3. No que concerne às grandes orientações da política económica, considero importante sublinhar os seguintes aspectos:
3.1. Primeiro, no actual contexto de crise financeira a nível global, é absolutamente crucial garantir o funcionamento regular do sistema financeiro. A estabilização do sistema financeiro constitui um pré-requisito para a resolução da crise económica. Para além do abundante fornecimento de liquidez pelos Bancos Centrais, os programas públicos de apoio à recapitalização dos bancos e de garantias ao seu financiamento foram essenciais para garantir a estabilidade financeira, que foi posta perigosamente em risco após a falência do Lehman Brothers.

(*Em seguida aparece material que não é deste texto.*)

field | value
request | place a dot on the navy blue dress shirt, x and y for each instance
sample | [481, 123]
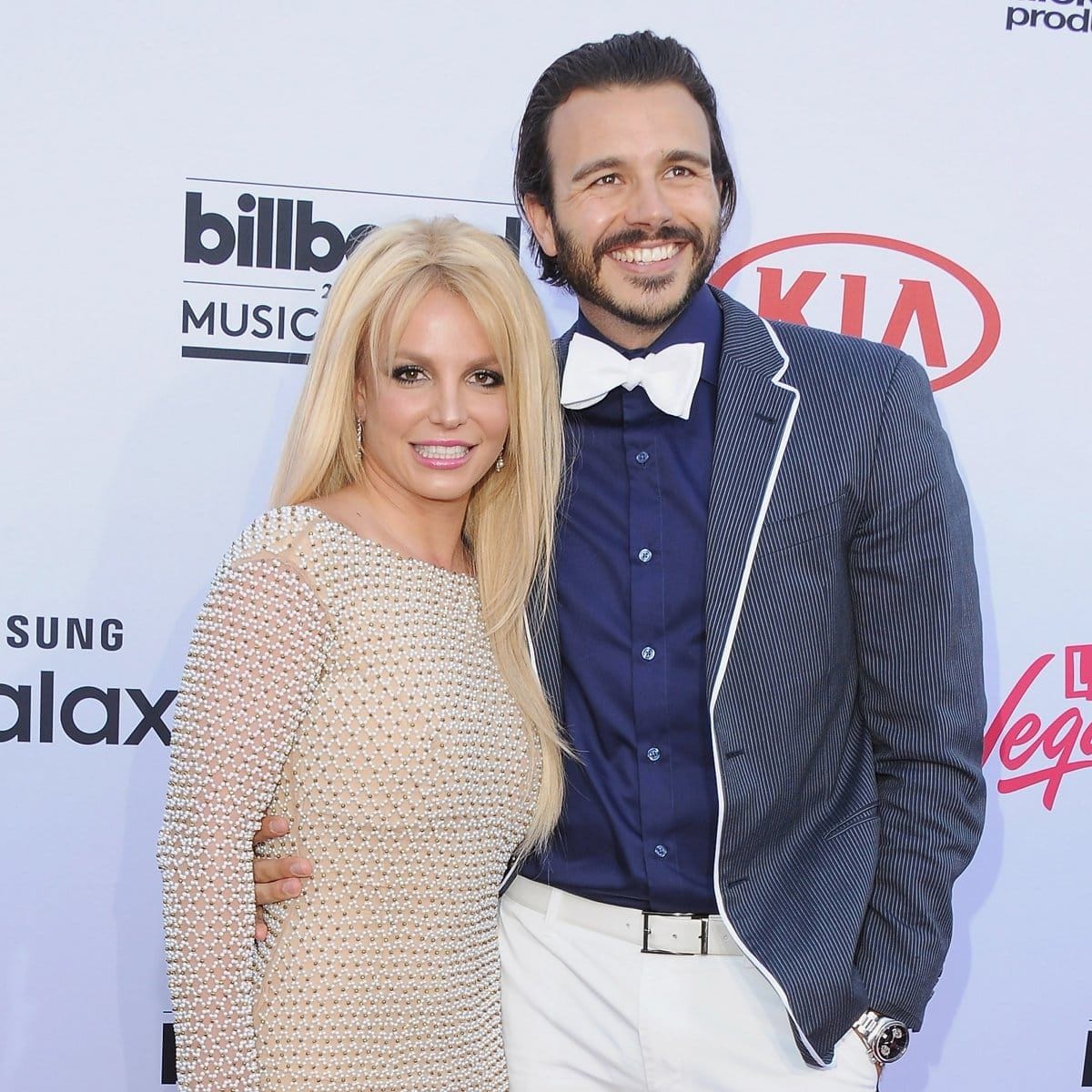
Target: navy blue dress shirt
[639, 823]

Sublinhe-se que existe actualmente uma forte interacção entre o risco soberano e o risco dos bancos. Esta interacção reforça a necessidade de assegurar simultaneamente uma situação sustentável das finanças públicas e um reforço do balanço dos bancos. Neste âmbito, vale a pena referir que o financiamento dos bancos no quadro das garantias concedidas pelo Estado tem implícito um custo para os bancos que depende directamente do risco soberano, incorporando também comissões calculadas em função do risco dos próprios bancos. Estas garantias não representam, assim, um subsídio aos bancos.

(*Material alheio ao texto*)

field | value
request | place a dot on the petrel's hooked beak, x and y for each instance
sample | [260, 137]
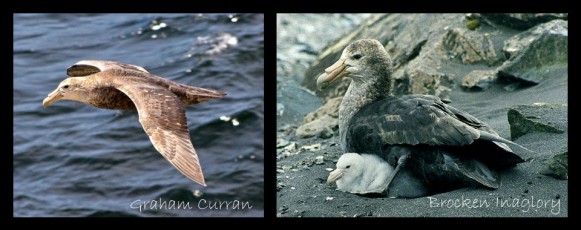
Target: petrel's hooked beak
[332, 74]
[52, 98]
[334, 176]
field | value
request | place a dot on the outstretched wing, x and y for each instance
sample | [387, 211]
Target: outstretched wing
[162, 115]
[88, 67]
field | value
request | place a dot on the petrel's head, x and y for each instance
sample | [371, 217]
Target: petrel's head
[360, 59]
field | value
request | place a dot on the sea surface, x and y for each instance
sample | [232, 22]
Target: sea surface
[72, 159]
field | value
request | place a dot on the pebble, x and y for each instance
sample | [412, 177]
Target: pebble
[319, 160]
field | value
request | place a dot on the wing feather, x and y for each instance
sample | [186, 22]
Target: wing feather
[162, 115]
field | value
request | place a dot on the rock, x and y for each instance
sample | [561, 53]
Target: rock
[422, 78]
[322, 127]
[293, 103]
[473, 21]
[422, 46]
[410, 35]
[319, 160]
[281, 143]
[297, 49]
[470, 46]
[558, 166]
[312, 148]
[539, 117]
[534, 54]
[479, 79]
[330, 108]
[522, 21]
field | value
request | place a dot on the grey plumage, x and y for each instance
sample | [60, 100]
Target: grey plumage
[444, 147]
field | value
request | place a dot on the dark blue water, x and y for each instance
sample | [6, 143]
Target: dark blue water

Finalmente, na actual fase descendente do ciclo económico e de deterioração dos balanços das empresas e das famílias, será de esperar uma desaceleração cíclica do crédito concedido pelo sistema bancário, que importa distinguir de situações de restrição do crédito associadas a dificuldades de balanço dos próprios bancos. Aliás, num contexto recessivo existe uma normal diminuição da procura de crédito por particulares e empresas, não sendo possível distinguir na prática o que na desaceleração do crédito é o resultado da quebra da procura ou das restrições da oferta pelos bancos. Em qualquer caso, é fundamental assegurar a solidez do balanço dos bancos, de modo a garantir o acesso ao crédito dos agentes económicos com estruturas de balanço adequadas e projectos rentáveis.
3.2. A recessão internacional é causada por uma quebra generalizada da procura e não por quaisquer choques reais de oferta. As medidas para combater os riscos recessivos têm assim que se concentrar em produzir efeitos na expansão da procura no mais curto espaço de tempo possível. Não estão agora em causa medidas para melhorar a eficiência da oferta ou o potencial de crescimento da economia, embora fosse ideal compatibilizar tudo.

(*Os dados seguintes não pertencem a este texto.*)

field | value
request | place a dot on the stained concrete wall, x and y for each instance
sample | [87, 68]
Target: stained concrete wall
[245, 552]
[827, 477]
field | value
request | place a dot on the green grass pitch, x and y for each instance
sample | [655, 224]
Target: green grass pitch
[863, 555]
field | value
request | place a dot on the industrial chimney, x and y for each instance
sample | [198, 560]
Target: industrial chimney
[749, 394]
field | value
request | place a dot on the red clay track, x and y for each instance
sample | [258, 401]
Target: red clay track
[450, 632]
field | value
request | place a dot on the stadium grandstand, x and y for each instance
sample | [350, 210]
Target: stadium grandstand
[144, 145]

A política monetária tem dado o seu contributo e deverá continuar a fazê-lo se a inflação ameaçar descer significativamente abaixo de 2 por cento. Na verdade, a definição de estabilidade que adoptamos no Eurosistema aponta para uma inflação «abaixo, mas próximo de 2 por cento». Quaisquer riscos de a inflação se consolidar muito abaixo desse valor devem ser contidos preventivamente com descidas das taxas de juro. No entanto, não podemos esquecer que a eficácia da política monetária, sendo sempre menor para responder a riscos recessivos do que a riscos de inflação alta, está neste momento particularmente limitada nas suas possibilidades de transmissão pela situação de falta de confiança e liquidez em vários segmentos dos mercados monetário e de crédito. Tornou-se, assim, indispensável recorrer em maior escala à política orçamental.